Paint ceiling white? Ryan rebuts ‘myths’

Elaine Ryan’s pair of color bars offer do-it-yourself designers a safe way to choose matching colors.
Elaine Ryan’s pair of color bars offer do-it-yourself designers a safe way to choose matching colors.

— Designer and author Elaine Ryan challenges some established interior design beliefs in her Elaine Ryan Home Decorating Kit: Everything You Need to Know to Become Your Own Interior Designer ($69.95), which includes a 158-page guidebook, two fan sets of color samples, a grid board and reusable furniture shaped stickers for creating floor plans, a booklet about designing a child’s bedroom and another in which Ryan questions popular design beliefs. Such as: Myth: Rooms should “flow.” Ryan: Rivers must flow. Your home is not a river. Treat each room individually, using different colors in each to create different moods, using colors that complement each other.

Myth: Homes should follow a theme.

Ryan: A home that follows a theme looks self-conscious and contrived. Ryan suggests avoiding that pitfall by mixing and matching periods and styles, patterns and furnishings.

Myth: Foyers are “not that important.” Ryan: Foyers are the introduction to your home. For that reason they’re very important.

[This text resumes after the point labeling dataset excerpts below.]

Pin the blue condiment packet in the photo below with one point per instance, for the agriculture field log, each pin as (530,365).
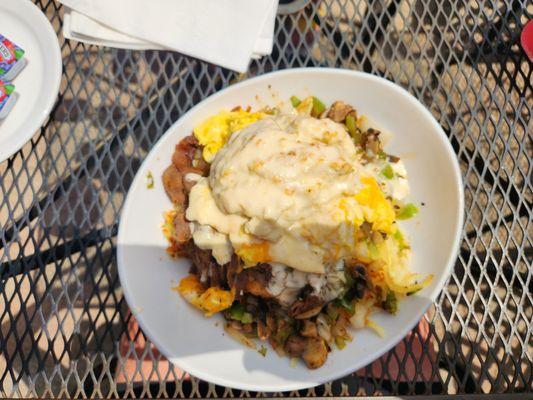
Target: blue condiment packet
(11,59)
(7,98)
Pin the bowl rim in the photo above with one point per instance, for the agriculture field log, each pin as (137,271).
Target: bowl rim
(37,119)
(394,339)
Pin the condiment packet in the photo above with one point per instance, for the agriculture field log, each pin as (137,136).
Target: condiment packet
(11,59)
(7,98)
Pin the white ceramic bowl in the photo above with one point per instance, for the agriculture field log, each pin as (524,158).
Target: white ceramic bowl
(197,344)
(38,83)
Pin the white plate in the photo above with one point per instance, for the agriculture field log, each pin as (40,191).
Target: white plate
(195,343)
(37,84)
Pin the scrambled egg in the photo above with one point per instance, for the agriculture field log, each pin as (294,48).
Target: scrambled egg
(214,132)
(288,189)
(210,301)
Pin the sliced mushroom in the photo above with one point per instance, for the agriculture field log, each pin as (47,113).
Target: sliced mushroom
(306,308)
(172,182)
(371,141)
(315,353)
(309,329)
(339,111)
(262,331)
(295,346)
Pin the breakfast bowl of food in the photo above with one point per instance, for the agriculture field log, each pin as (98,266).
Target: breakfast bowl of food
(290,229)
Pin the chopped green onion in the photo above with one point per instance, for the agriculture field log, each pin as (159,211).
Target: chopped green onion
(350,124)
(318,107)
(295,101)
(340,342)
(332,312)
(262,351)
(343,302)
(149,180)
(247,318)
(387,172)
(236,311)
(382,155)
(407,211)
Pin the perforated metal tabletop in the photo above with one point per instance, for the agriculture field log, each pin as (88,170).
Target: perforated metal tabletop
(65,328)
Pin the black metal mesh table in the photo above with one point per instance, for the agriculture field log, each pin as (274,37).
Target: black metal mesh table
(62,312)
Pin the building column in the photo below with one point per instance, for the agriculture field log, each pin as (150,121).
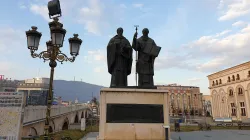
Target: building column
(237,106)
(213,103)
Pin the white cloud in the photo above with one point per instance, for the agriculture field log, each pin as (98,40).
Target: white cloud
(222,33)
(41,10)
(123,6)
(91,16)
(5,67)
(220,52)
(98,69)
(221,4)
(235,9)
(137,5)
(239,24)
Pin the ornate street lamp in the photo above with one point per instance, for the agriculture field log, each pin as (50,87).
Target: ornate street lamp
(53,52)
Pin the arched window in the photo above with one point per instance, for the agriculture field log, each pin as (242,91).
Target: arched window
(240,91)
(231,92)
(233,78)
(238,77)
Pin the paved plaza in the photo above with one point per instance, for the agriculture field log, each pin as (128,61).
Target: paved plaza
(212,135)
(199,135)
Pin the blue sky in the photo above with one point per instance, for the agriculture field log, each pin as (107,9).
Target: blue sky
(198,37)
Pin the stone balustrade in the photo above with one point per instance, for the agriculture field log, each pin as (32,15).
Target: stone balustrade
(36,113)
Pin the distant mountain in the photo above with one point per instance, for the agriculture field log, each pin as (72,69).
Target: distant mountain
(70,90)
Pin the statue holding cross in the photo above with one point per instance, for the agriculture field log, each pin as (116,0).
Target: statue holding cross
(147,52)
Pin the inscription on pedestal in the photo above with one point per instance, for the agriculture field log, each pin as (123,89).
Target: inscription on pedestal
(134,113)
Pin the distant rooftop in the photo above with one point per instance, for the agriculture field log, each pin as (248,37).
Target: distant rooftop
(176,85)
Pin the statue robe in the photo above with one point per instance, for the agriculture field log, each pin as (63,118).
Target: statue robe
(119,59)
(145,63)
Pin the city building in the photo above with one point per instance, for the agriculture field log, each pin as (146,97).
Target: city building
(8,85)
(229,90)
(207,104)
(35,91)
(184,100)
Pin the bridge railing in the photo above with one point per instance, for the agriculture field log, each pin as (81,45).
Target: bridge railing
(34,113)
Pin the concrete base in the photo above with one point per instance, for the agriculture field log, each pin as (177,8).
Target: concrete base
(132,131)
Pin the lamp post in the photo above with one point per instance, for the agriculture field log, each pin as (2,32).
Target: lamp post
(53,52)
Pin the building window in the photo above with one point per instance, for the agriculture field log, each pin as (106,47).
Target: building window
(238,77)
(240,91)
(233,78)
(231,92)
(233,109)
(242,109)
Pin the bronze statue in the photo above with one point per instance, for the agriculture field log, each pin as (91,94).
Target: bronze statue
(119,58)
(147,52)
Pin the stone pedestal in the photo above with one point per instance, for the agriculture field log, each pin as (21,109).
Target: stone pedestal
(133,130)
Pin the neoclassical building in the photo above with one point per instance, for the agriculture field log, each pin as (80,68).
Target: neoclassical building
(230,91)
(184,100)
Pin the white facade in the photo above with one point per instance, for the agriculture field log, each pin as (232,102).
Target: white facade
(230,91)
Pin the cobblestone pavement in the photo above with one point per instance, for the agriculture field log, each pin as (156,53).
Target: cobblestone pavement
(199,135)
(212,135)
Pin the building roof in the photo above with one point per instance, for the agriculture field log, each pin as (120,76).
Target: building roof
(231,68)
(176,86)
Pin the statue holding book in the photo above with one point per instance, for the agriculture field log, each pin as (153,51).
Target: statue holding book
(119,59)
(147,52)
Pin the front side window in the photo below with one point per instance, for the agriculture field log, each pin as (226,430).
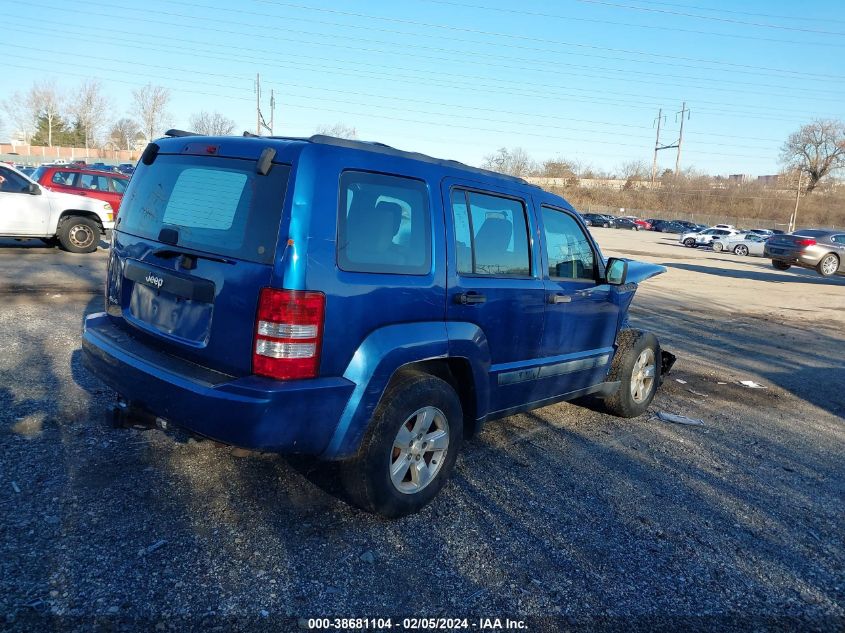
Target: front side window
(569,251)
(10,182)
(118,185)
(384,224)
(64,178)
(491,234)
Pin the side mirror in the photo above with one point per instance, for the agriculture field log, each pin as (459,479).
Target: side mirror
(616,271)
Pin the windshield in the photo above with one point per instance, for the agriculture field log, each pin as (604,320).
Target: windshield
(216,205)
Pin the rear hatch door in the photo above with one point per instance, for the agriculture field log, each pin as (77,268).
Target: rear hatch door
(194,244)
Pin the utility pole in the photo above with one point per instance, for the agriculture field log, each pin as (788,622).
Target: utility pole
(656,146)
(793,221)
(260,121)
(681,137)
(258,104)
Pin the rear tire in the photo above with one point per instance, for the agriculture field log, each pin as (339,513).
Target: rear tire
(409,451)
(79,234)
(828,265)
(636,365)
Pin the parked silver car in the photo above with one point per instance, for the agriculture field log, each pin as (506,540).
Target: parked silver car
(741,244)
(822,250)
(705,237)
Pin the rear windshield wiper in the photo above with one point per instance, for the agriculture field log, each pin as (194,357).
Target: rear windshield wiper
(189,259)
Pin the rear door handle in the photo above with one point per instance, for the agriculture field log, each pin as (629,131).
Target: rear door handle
(466,298)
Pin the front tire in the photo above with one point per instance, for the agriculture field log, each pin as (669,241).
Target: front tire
(636,365)
(410,448)
(79,235)
(828,265)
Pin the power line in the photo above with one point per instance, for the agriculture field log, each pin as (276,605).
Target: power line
(438,124)
(799,75)
(706,17)
(494,88)
(755,15)
(520,85)
(346,93)
(524,37)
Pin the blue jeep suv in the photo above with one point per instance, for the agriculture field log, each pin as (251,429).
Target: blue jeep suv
(358,303)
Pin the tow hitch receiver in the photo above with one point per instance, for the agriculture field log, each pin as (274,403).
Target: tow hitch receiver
(126,416)
(667,360)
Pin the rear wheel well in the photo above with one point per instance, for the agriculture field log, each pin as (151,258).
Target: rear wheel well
(73,213)
(458,373)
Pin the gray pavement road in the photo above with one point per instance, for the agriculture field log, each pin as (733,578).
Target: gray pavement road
(563,511)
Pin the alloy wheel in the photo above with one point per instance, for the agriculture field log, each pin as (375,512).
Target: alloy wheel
(642,376)
(419,450)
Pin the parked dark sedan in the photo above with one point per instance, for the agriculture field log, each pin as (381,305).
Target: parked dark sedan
(625,223)
(819,249)
(668,226)
(596,219)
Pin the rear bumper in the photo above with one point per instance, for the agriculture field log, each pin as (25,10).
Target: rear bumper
(252,412)
(792,256)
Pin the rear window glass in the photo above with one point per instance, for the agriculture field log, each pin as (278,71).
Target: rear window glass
(217,205)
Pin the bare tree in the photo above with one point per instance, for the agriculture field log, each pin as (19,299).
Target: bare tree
(515,162)
(20,115)
(89,106)
(632,171)
(46,101)
(817,149)
(150,106)
(125,132)
(211,124)
(338,130)
(558,168)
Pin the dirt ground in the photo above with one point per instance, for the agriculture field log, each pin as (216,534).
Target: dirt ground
(561,513)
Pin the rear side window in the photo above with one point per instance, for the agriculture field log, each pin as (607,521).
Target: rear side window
(92,182)
(491,234)
(63,178)
(569,251)
(216,205)
(384,224)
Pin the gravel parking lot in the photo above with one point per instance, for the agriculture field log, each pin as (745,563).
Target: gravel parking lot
(563,511)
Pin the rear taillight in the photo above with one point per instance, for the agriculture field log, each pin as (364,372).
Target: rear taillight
(288,334)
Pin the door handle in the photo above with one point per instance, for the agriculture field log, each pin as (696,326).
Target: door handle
(466,298)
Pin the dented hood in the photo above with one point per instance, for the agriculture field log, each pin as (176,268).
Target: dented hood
(640,271)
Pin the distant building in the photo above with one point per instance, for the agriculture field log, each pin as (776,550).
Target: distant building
(739,179)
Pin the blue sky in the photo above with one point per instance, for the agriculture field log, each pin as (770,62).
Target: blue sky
(578,79)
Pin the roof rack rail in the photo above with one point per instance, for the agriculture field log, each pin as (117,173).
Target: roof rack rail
(381,148)
(173,133)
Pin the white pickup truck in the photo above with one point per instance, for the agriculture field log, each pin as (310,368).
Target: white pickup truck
(29,210)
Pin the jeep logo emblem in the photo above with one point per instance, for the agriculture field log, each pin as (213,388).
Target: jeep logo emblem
(151,279)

In choosing colors for the foyer, select a softer tone of the primary color being used in the next room. Softer colors are more welcoming and especially attractive, Ryan says.

Myth: A black-and-white color scheme is hard to live with.

Ryan: Using black and white together is beautiful.

Adding a third color as an accent in the room takes the edge off the starkness of the black and white and makes the trio of colors pop and the room surprisingly inviting, Ryan says.

Myth: Ceilings must be white or much lighter in color than the walls.

Ryan: Light reflected from the ceiling is insignificant.

The white ceiling doesn’t offer the room any additional life and it only serves to draw the eye away from the room and decor and upward instead, Ryan says. She suggests painting the walls and ceiling the same color, which, she says, will actually make the room feel larger because there’s no visual division between the two.

Myth: Only big is beautiful.

Ryan: Small is also attractive.

Deep-toned rich colors will turn a small space into a charming room. If a patterned fabric is desired, selecting one with a background in a rich jewel tone, limiting the pattern repeat to no more than 27 inches wide, and holding the number of solid colors to two will keep the room’s decor from becoming overwhelming.

Adapted from Myths, Truths, and Tips: Secrets Interior Designers Do Not Want You to Know, part of the Elaine Ryan Home Decorating Kit.